– Почему же? – Владимир не принял моего шутливого тона и отвечал серьезно. – Есть у него недостаток. Правда, один-единственный – сигары. Рахметов не бросил курить, потому что сигары помогали ему думать. – Юноша еще более нахмурился и вдруг сказал: – Я вам по секрету сообщу: я тоже пробовал курить сигары. Но бросил. Матушка указала на недопустимость таких трат в тяжелое для семьи время. И она права. Потому я сигары не курю.
Эти слова меня насмешили своим открытым и очень уязвимым ребячеством. Я сказал:
– Выходит, вы, Володя, ближе к идеалу, чем самый идеал? Что же, вас можно поздравить.
– Напрасно вы смеетесь, – обиженно ответил он. – Да, мне хотелось бы походить на Рахметова. Только для этого нужно очень много трудиться над собой…
Владимир вновь раскрыл свою тетрадку – с моего места было видно, что она исписана очень плотно, – но, подумав о чем-то, закрыл ее и положил на место.
– А вообще, если вы начнете читать роман Николая Гавриловича, то обязательно дочитаете до конца и в итоге не сможете не признать правоту этой книги и ее истинную ценность.
– Помилуйте, Володя, вы ведь сами только что объявили меня человеком прошлого. – Я развел руками. – А мы, представители прошлого, вряд ли способны оценить идеалы будущего.
– Не скажите, – Ульянов насмешливо прищурился. – Вы же сами не далее как четверть часа назад фактически подтвердили правоту Чернышевского!
– Я?! – изумленно спросил я. – Бог с вами, я же говорю, что не читал его!
– И очень хорошо! И отлично! Не читали, а тем не менее признали ревность атавистическим чувством, способным подвигнуть человека на тягчайшее преступление!

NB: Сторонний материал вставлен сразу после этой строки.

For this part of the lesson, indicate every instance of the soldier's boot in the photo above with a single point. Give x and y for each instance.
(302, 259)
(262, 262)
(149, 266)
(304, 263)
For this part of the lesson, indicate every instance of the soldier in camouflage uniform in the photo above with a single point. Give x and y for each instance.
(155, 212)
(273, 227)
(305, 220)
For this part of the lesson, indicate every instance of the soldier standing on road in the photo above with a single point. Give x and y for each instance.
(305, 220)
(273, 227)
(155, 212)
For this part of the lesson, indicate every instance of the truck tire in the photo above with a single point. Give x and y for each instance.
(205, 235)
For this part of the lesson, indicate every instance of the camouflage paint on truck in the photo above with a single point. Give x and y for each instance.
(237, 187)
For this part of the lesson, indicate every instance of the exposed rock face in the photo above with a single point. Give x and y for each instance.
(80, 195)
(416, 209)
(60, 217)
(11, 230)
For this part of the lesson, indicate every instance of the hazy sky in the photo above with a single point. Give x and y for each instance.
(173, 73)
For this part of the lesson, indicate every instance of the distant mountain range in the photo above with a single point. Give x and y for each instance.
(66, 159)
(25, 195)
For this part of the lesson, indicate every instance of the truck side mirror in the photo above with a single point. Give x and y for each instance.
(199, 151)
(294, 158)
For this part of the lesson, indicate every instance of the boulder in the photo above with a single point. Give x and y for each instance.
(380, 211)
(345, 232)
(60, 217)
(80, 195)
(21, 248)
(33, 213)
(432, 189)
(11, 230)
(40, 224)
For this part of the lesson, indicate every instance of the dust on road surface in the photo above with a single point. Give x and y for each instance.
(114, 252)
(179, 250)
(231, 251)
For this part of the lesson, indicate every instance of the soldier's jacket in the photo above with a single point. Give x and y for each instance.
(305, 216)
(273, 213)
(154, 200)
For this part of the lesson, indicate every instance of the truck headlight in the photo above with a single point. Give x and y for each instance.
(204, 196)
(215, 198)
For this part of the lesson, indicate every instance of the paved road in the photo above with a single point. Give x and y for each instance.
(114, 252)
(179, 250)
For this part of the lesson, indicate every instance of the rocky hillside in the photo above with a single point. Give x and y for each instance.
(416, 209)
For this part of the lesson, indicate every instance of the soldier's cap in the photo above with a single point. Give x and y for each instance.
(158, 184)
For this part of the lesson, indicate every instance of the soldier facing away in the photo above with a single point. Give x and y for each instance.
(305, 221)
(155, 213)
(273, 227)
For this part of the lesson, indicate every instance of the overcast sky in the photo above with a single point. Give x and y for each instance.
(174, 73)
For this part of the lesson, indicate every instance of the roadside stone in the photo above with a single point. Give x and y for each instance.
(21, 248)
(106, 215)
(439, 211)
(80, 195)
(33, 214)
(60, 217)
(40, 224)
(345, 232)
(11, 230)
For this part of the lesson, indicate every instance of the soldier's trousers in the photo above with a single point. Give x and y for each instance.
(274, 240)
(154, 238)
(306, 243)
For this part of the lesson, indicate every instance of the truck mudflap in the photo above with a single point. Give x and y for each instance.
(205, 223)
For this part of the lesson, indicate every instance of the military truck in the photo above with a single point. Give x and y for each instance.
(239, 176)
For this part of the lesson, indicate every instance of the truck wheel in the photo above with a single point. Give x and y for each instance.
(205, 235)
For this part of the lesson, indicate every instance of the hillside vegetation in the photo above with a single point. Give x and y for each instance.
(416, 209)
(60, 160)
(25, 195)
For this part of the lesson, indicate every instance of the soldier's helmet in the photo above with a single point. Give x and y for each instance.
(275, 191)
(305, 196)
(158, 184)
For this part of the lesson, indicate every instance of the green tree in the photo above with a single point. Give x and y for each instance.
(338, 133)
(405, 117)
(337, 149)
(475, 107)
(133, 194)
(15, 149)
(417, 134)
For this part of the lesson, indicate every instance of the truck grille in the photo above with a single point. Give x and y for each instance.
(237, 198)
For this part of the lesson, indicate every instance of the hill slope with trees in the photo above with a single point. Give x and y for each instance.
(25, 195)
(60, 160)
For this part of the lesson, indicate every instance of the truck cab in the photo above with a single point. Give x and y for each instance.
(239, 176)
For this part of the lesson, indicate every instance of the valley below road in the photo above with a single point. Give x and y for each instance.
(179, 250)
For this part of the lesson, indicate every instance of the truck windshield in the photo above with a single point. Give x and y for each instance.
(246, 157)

На убийство! Герой Чернышевского, новый человек, – не говоря уж об особенных людях – никогда не пойдет на такое. Потому что он выше ревности. Ревность – проявление инстинкта собственника, а значит – позорное чувство.
– Но позвольте… – Я попытался прервать нашего студента, проклиная себя за то, что ввязался в спор, не зная толком его предмета. – Володя, ведь в романе, сколько я знаю, семейные узы…
Он меня прервал:
– Не будем вести спор бессмысленный и бесполезный. Я эту книгу читал, а вы, по собственному вашему признанию, нет. Вот прочитайте ее, тогда и поговорим! И поспорим! Даже, если хотите, подеремся! – И Ульянов расхохотался так заразительно, что я невольно рассмеялся следом, хотя на душе было совсем не весело и не покойно.
Я поднялся.
– Что же, пойду. Только попусту вам докучаю, и то сказать. Может, вы и правы – следует поначалу прочесть книгу, а уж после высказывать о ней мнение, – сказал я со вздохом. – Только уж вы, пожалуйста, впредь книги мне показывайте. Я имею в виду те, какие вы хотите дать моей дочери. Молода она еще больно, ничего, кроме гимназии да деревни нашей, не видела. Честно вам признаюсь: вы ведь, Володя, сегодня здесь, а завтра – далече. Казань, а то и Петербург, дай Бог. А ей-то каково будет? Нет-нет, – я упредил возможную реплику Ульянова, – книгу я отбирать не буду. Что делать, пускай читает "Что делать?" – смотрите, какой каламбур получился. Вот только голову ей разными рассказами не кружите.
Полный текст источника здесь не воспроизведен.